Spring foods to favour:
- give preference to bitter, pungent, and astringent flavours
- fruits: apples, blueberries, cherries, cranberries, dried fruit, lemons, limes, pears, prunes, raisins, raspberries, strawberries
- vegetables: artichoke, arugula, asparagus, beet greens, broccoli, brussels sprouts, burdock root, cabbage, cauliflower, celery, chard, collard greens, daikon radish, dandelion greens, endive, fennel, garlic, green beans, green chilies, kale, kohlrabi, leeks, lettuce, mustard greens, okra, onions, peas, potatoes, radishes, scallions, spinach, sprouts, turnip greens, watercress, wheat grass
- grains: amaranth, barley, buckwheat, corn, granola, millet, oats (dry), polenta, quinoa, rice, rye, spelt, wheat
- legumes: all legumes are good, especially mung beans. Minimise soy and soy products.
- dairy (if consuming, use in small quantities as they aggravate kapha dosha): cottage cheese, goat’s cheese (unsalted),goat’s milk, yogurt
- nuts and seeds: chia, pumpkin and sunflower seeds, small amount of almonds
- oils: corn, canola, ghee, mustard, sesame, sunflower and safflower oil
- sweeteners: honey, fruit juice concentrates
- spices: all spices used in moderation are generally supportive during spring season
Spring lifestyle to embrace
While the winter season was all about creating a slower pace of our daily flow, turning inward and honouring inner needs, spring inspires us to take a step out of this inner world of introspection, focusing outward and shaking the routine a bit. Carried by the vibrant nature blossoming outside, we too should start a new cycle, take new challenges and put our winter dreams into action. It is the best time to exercise outdoors, play and enjoy long walks whenever possible. Even if you don’t feel like, increase your social interaction. Soon it will lift your spirits and you will feel more energised. To reduce the moisture in the body (accumulation of kapha) choose warming physical activities, practice kapha yoga with higher intensity or treat yourself with a couple of visits to a sauna.

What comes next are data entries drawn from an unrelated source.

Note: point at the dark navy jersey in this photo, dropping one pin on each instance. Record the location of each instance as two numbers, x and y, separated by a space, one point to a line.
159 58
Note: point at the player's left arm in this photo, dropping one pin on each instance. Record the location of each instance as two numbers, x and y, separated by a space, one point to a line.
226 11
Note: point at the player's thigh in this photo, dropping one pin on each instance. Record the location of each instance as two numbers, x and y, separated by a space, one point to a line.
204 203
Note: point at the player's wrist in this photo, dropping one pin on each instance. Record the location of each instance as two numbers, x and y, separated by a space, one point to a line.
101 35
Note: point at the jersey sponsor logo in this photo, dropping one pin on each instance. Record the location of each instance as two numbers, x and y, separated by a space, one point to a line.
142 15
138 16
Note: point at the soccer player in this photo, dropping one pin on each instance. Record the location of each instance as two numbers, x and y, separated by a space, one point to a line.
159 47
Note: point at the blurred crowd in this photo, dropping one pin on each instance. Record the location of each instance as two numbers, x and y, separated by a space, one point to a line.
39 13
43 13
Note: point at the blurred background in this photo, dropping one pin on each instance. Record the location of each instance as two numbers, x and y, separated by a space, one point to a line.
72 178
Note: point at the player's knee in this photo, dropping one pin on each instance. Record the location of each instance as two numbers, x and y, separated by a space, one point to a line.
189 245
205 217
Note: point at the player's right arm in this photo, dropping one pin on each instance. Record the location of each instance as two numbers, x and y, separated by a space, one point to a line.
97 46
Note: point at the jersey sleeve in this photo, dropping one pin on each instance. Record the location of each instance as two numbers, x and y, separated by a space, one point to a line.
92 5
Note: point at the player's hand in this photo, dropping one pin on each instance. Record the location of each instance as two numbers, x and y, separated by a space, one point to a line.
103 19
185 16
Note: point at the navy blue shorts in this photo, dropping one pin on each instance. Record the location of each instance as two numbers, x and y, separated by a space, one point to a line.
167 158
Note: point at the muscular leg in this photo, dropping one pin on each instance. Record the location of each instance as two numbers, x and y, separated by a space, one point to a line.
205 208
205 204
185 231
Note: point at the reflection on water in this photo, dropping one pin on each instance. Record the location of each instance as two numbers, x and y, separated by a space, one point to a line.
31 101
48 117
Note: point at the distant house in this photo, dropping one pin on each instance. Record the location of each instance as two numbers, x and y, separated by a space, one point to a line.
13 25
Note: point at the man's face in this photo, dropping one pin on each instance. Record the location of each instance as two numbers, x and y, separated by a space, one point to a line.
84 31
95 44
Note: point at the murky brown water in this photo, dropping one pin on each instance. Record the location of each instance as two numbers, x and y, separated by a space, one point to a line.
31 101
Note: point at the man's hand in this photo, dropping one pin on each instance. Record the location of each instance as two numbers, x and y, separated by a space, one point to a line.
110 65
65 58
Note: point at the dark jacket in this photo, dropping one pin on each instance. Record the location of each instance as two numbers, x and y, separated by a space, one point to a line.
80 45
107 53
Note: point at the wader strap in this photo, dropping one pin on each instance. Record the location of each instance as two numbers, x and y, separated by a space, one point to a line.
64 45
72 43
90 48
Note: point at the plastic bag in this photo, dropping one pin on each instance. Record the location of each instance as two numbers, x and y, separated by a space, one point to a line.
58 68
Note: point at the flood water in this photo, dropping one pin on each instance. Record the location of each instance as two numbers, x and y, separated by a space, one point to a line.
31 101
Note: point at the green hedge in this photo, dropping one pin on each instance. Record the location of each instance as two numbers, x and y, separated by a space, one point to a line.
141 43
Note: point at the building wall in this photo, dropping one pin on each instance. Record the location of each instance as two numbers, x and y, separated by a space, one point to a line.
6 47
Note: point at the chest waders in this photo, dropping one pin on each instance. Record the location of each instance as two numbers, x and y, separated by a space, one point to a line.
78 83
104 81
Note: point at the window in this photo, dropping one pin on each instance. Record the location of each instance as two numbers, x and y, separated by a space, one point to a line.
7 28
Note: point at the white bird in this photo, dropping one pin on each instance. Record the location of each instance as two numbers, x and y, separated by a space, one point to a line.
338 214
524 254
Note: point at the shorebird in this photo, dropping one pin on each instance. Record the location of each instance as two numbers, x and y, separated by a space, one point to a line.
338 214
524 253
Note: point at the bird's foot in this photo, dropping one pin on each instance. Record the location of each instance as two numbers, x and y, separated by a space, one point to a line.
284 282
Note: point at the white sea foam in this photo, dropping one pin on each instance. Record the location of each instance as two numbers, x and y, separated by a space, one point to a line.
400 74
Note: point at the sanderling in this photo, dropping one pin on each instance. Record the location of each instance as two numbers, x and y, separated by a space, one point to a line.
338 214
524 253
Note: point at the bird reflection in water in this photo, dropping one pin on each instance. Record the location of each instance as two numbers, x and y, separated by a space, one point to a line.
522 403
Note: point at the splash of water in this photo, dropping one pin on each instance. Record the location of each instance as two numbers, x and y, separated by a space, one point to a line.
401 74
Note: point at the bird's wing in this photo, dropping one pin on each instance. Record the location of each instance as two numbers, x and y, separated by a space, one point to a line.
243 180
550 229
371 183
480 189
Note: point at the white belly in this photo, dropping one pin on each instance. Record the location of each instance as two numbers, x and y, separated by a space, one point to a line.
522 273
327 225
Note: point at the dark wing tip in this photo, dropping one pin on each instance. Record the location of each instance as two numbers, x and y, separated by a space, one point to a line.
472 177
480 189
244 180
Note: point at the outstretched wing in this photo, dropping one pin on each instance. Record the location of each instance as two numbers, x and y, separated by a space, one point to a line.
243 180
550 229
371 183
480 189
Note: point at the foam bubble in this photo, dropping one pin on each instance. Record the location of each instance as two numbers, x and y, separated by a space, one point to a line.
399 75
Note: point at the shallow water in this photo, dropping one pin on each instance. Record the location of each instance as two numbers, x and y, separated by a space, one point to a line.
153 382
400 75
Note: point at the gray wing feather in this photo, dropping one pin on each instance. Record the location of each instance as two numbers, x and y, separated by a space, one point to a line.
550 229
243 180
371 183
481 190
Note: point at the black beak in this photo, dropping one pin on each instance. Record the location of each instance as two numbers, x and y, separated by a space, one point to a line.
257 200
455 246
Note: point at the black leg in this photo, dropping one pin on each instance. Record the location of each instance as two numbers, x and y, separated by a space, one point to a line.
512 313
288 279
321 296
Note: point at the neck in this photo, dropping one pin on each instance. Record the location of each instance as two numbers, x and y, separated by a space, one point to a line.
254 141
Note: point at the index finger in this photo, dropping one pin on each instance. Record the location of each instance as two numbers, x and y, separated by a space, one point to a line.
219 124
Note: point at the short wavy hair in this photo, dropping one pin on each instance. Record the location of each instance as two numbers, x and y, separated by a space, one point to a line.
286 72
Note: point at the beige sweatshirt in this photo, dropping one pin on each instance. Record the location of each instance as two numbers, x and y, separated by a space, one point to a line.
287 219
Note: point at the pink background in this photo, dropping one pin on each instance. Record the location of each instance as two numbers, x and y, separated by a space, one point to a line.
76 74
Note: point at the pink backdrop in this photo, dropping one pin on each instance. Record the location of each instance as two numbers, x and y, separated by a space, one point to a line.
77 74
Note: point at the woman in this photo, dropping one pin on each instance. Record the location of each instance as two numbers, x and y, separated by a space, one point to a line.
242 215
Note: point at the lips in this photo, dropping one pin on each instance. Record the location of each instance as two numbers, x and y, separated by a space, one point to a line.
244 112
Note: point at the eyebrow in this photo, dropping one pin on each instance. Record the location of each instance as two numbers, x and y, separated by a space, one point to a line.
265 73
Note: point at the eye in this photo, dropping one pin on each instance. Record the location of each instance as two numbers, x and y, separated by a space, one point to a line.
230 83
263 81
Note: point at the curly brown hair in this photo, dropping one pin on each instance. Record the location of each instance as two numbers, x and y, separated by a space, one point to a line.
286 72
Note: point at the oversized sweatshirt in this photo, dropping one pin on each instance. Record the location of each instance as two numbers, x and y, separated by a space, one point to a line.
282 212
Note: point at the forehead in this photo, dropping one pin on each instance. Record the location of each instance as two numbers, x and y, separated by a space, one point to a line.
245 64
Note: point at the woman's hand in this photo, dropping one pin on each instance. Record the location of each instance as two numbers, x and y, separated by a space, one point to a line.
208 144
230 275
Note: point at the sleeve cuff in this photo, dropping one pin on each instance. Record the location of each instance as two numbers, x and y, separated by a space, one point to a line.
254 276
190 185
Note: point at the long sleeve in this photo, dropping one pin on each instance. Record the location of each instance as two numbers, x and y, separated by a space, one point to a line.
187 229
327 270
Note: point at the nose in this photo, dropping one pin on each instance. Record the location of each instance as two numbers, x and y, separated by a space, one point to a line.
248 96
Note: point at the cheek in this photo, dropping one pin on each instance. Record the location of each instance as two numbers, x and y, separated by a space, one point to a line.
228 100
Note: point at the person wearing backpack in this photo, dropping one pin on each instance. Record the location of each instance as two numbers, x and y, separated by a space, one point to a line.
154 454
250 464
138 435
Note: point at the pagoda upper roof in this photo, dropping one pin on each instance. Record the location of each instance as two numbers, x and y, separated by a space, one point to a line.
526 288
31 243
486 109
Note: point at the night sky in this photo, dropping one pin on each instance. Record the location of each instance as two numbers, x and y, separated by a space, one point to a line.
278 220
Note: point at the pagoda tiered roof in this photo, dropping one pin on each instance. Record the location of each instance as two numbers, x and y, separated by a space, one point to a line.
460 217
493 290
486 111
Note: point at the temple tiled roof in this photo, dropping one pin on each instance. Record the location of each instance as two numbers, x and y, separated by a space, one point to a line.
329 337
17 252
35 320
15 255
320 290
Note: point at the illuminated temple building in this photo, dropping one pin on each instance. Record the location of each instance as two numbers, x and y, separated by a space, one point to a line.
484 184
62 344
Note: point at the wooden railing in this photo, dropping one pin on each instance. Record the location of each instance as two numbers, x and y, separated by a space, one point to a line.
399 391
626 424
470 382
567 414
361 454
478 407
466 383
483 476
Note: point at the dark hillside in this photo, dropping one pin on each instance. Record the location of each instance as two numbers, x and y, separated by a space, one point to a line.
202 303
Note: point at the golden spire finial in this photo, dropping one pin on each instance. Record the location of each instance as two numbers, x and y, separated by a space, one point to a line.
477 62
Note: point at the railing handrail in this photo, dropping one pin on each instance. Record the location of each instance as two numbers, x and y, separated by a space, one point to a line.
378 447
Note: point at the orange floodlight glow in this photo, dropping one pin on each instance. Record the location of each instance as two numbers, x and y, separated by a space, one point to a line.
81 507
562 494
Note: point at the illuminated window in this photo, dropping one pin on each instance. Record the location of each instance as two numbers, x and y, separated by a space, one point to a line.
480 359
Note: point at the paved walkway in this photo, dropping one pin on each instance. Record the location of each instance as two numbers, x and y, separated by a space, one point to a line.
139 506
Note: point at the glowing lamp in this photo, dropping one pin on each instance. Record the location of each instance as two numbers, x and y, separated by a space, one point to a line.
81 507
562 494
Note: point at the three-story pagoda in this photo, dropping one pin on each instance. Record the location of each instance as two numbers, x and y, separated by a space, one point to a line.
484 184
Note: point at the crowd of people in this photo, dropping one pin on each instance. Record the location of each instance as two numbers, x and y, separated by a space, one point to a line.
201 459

Watch two Pranayama or breathing techniques to stimulate natural body’s detoxification and balance the kapha dosha.
As we step out of winter season into spring, you might find this transition more challenging, especially if you’re suffering from common spring ailments, such as colds, hay fever, allergies, etc. Each body is unique and needs an individualised approach to find its own path to healing. To learn more about ancient tools and techniques to restore balance in your body and mind, schedule a consultation.
Spring is the king of seasons. It’s nature’s youth as it marks rebirth, a new life, and a new cycle. Allow its uplifting energy to pervade your inner space and remind you of the indispensable connection we have with nature.